The keening goes on, her hands travelling up and down my body, clasping my flesh, rumpling my clothes, and—God help me!—I hear my own breathing become erratic, need gathering and rippling inside me, wherever her desperate hands grab and pinch.
She hears it too. She hears it, and in a beat, a breath, the blink of an eye, she is upon me, pushing up my skirt, her expression fervent, inflamed, despite her tears falling, dribbling down her round cheeks and chin and splashing on to me, and in the deranged, disjointed intensity of the moment, I think: We make our own rain.
I’m wet for her. Of course, I am. Even so, she pauses, the calloused pads of her fingers against my aching sex, her brows knitted together, trying to formulate the question, the password we have agreed on, and I make a weird croaking sound, drawing her to me, my head nodding yes, yes, yes.
She bites into my shoulder as she enters me and I arch my back to meet her, take her, deeper—yes.
One of us is s
obbing—I don’t know; both of us are making strange, gravelly noises, like beasts, like not-quite-humans or larger-thans. I run the edgy, uneven nails of my remaining hand over the naked skin of her back, and she responds in kind, driving into me, the flat of her palm slamming wetly against me, her tears falling, her teeth close to drawing blood. And somewhere, somehow, I am hazily aware that in another life, another time, I would be shocked, sickened—the doctor, the fastidious physician with her vinyl gloves, her heels clicking as she heads down the corridor from her office, click clock, click clock. “It’s nearly midnight, Dr James—don’t you have anywhere else to be?” My shift…ended…
The force of my orgasm makes us both howl like rabid dogs, like abandoned children—pain and exultation, terror and ecstatic enjoyment—I can’t tell. I can’t…just that I am Dimanche, here, now. I am not Dr James.
I cling wildly to Ren and she closes her arms around me, repeating the same monotone message, over and over, until at last I hear. “No sleep. No sleep.”
“TELL ME.”
We are sitting by the fire after our tea, huddled together, Chien resting his chin on Ren’s knee, his hindquarters pressed up against me. She is kneading the small of my back, her hand under my jacket, drawing lazy circles around the fused vertebrae of my sacrum. It feels so good, so soothing, I would purr if I could; instead, I drag my fingers through Chien’s shaggy coat, paying it forward.

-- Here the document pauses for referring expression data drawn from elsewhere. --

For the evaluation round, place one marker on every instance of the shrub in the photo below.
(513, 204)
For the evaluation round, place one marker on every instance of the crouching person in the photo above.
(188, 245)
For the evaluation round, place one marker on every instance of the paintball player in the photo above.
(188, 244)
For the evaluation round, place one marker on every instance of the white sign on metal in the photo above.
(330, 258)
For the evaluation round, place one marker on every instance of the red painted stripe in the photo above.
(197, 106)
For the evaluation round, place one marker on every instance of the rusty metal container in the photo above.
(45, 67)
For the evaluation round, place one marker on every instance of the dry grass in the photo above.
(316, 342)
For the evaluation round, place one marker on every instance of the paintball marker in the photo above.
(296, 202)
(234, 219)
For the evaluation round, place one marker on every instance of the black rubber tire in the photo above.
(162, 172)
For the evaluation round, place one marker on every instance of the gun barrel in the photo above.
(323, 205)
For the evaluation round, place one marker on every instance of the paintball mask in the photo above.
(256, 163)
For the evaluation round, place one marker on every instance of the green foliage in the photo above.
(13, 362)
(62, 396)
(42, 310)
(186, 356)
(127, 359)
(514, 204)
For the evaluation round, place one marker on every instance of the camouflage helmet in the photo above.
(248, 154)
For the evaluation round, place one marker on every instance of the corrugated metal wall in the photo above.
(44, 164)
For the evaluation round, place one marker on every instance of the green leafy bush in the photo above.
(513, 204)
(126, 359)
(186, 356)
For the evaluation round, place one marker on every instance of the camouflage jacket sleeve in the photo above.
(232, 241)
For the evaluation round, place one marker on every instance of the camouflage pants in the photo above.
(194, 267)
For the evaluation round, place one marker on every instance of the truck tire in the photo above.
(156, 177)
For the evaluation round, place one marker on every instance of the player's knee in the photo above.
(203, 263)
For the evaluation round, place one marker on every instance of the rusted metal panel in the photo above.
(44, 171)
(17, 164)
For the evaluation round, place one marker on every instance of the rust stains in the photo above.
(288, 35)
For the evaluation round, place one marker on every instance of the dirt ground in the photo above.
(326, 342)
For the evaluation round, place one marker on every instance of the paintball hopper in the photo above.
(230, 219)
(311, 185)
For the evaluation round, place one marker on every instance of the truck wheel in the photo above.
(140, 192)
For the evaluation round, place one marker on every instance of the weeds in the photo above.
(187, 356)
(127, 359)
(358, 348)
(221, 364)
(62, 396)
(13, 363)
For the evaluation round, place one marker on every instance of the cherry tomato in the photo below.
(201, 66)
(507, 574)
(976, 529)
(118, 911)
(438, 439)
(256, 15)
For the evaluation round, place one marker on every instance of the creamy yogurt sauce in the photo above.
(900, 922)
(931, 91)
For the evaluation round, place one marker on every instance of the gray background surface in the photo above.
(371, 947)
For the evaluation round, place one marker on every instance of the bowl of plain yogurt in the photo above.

Ren nods slowly. She knows—of course she knows—what I am referring to; she’s anything but dim-witted. She rubs her lower lip against her upper teeth.
“Maman,” she says finally, the licks and sparks of the fire reflected in her eyes. “Maman laugh—” She slaps her thigh and nods towards Maman’s corner. “—sleep.”
“First laugh?” I put my hand on her right thigh. “Then sleep?” I place it on her left.
Her head falls forward. Her shoulders hunch.
“Oh, Ren,” I touch her face, her jaw, her chin, until she looks up at me again. “Maman didn’t d— She didn’t fall asleep from laughing. I don’t know why, but I can promise you, it wasn’t from laughing. It’s a good thing when people laugh.”